Braiding Knowledges to Overcome Colonial Pasts: Creating a future for Archaeology
Ora Marek-Martinez, Diné/Nimiipuu/Hopi, Associate Vice President/Assistant Professor, Office of Native American Initiatives/Anthropology Department, Northern Arizona University, Flagstaff
Wednesday, February 12, 2025, 7:00p.m.
Location: Zoom only
Preregister for Zoom

Building upon recent work by Indigenous archaeologists to reframe and reclaim archaeological knowledge about the past, the future of archaeology is dependent upon the lessons learned and practices utilized within Indigenous archaeology. This is particularly salient when used within the context of research that supports Tribal sovereignty as an approach to counter colonial research that has mythologized Indigenous pasts, cultures, and connections. Using Indigenous archaeology as an anti-colonial approach to archaeological research has created spaces and opportunities for Indigenous Peoples to engage archaeologists in learning as “human beings”—recognizing their sacred responsibilities and learning with, by, and for their ancestors, their homelands, and their future generations. This approach, borrowed from Applied Indigenous Studies, focuses on the political sovereignty of Native Nations to ensure the survivance of their People, practices, and homelands. Using the example of this concept—the use of Indigenous knowledge about the past braided with archaeological methods—this presentation will discuss how this approach has created a new pathway forward for the field of archaeology, one that not only divests itself from its colonial underpinnings, but also invests in Indigenous knowledge and research methods to reveal new information about the deep past, while simultaneously reclaiming Indigenous connections to the past. 

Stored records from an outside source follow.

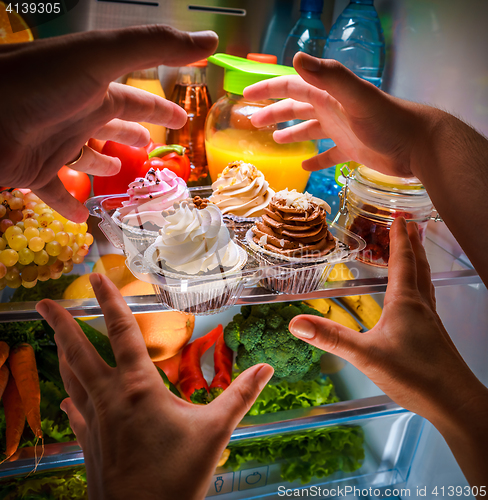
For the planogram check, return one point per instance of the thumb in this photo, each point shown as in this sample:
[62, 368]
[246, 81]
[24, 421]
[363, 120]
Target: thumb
[238, 398]
[330, 336]
[341, 83]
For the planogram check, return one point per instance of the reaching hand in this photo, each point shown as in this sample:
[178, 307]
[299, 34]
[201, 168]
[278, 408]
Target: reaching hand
[139, 440]
[411, 357]
[367, 125]
[59, 93]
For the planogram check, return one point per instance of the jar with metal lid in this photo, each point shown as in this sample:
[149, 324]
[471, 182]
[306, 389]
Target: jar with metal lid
[371, 201]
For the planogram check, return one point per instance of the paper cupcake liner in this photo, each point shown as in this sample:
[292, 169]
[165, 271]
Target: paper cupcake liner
[200, 295]
[290, 275]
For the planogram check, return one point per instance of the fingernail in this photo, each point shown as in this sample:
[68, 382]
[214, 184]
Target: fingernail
[303, 329]
[42, 308]
[204, 39]
[309, 63]
[95, 280]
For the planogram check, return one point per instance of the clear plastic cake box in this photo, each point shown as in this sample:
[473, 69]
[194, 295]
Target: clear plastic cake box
[213, 293]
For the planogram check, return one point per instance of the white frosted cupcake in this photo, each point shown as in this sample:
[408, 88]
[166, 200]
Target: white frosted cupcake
[140, 217]
[241, 191]
[198, 259]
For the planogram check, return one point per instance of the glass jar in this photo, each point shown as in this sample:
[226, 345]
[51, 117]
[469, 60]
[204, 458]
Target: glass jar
[230, 136]
[372, 201]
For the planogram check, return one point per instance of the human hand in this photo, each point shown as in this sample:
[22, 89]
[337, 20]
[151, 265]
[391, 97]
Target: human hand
[139, 440]
[367, 125]
[59, 94]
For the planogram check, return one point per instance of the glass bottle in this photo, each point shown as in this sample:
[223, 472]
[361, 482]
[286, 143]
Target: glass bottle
[148, 79]
[191, 93]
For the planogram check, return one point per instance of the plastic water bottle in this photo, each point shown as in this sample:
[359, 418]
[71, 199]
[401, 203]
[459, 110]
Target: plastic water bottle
[356, 40]
[308, 35]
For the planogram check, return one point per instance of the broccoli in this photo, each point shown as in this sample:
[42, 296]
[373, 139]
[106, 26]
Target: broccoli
[260, 334]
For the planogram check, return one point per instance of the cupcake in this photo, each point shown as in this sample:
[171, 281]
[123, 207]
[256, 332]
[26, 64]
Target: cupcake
[198, 260]
[140, 217]
[294, 235]
[241, 191]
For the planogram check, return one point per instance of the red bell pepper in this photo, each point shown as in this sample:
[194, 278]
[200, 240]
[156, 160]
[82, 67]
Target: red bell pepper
[223, 361]
[192, 382]
[172, 157]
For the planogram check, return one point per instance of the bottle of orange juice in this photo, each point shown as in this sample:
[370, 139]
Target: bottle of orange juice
[230, 136]
[148, 79]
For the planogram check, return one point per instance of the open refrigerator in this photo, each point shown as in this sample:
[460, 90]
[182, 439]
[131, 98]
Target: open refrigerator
[401, 450]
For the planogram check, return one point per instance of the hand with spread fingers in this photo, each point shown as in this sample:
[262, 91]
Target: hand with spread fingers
[60, 93]
[139, 440]
[411, 357]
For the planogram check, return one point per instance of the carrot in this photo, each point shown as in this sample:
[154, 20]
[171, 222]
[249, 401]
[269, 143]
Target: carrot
[4, 350]
[4, 373]
[14, 416]
[23, 367]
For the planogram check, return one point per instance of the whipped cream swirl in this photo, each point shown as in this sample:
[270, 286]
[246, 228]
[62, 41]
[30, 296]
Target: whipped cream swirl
[149, 196]
[241, 190]
[196, 241]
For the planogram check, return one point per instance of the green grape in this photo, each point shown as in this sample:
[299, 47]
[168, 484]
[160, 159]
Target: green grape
[80, 239]
[65, 254]
[68, 266]
[29, 273]
[16, 203]
[77, 259]
[12, 273]
[9, 257]
[18, 242]
[26, 256]
[62, 238]
[31, 232]
[36, 244]
[4, 224]
[43, 273]
[46, 234]
[55, 225]
[71, 227]
[40, 208]
[11, 231]
[29, 284]
[53, 248]
[31, 222]
[41, 258]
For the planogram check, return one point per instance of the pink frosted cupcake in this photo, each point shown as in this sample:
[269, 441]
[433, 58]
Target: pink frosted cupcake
[140, 217]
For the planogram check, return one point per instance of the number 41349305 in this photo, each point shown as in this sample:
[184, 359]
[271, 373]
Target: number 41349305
[459, 491]
[34, 8]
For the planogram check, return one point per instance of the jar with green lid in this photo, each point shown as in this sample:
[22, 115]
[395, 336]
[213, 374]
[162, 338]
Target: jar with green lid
[371, 201]
[230, 135]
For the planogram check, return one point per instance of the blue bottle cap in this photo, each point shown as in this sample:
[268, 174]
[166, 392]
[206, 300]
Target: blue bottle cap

“Barbarians” And Bronzes: The Origins of Civilization In Ancient Vietnam        
Nam C. Kim, Professor, Department of Anthropology, University of Wisconson-Madison
Wednesday, March 5, 2025, 7:00p.m.
Location: Cleveland Museum of Art Lecture Hall
Preregister for Zoom

Two thousand years ago, China’s Han Empire stretched its imperial grasp beyond the mountains far to the south of the Central Plains, reaching into the domains of “barbarians”. Along its southernmost periphery lay the Red River Valley (RRV) of present-day Vietnam. In their chronicles, the Han claimed that they “civilized” the RRV’s “barbarians”. In contrast, many Vietnamese believe this time and location represents the birthplace of an indigenous, Vietnamese civilization that predates Han arrival. This view has been traditionally based on colorful tales and legends. One of the most enduring accounts tells of the Au Lac Kingdom and its capital city, known as Co Loa. Thus, at the heart of ongoing, intense, and sometimes nationalistic debates are two contrasting views. One sees “civilization” as a byproduct of Han arrival, while the other sees it as the outcome of local, indigenous cultural traditions. This lecture presents new and ongoing archaeological research that addresses these themes and questions. Specifically, it highlights recent investigations at the Co Loa site, considered to be the first capital and earliest city of ancient Vietnam.

Funerary Dinning or Offerings for the Dead? Archaeobotanical Evidence from the Shaft Tombs at Petra, Jordan
Jennifer Ramsay, Department of Anthropology, SUNY Brockport
Wednesday, April 16, 2025, 7:00p.m.
Location: Cleveland Museum of Art Lecture Hall
Preregister for Zoom

There is extensive evidence from Hellenistic and Roman literary sources for the practice of funerary dining and the provisioning of offerings to the dead. Mortuary behaviors have generally relied on ceramic and faunal remains but rarely are they explored using evidence from plants. My research seeks to gain a better understanding of the role of plants in this type of ritual context through the analysis of botanical remains recovered from Nabataean tomb contexts in Petra, Jordan. Analysis of samples taken from several tombs that were excavated over three seasons (2012, 2014 & 2016) indicates the presence of a variety foodstuff such as Triticum sp. (wheats), Hordeum vulgare (barley), Lens culinaris (lentil), Vitis vinifera (grape), Ficus carica (fig) and Phoenix dactylifera (date). These finds provide intriguing evidence of plants consumed or offered to the dead during ritual events. This study, in association with the analysis of bioarchaeological remains and ceramics, expands our knowledge of Nabataean funerary practices and contributes to a broader understanding of the role of plants in ritual funerary events in the ancient world.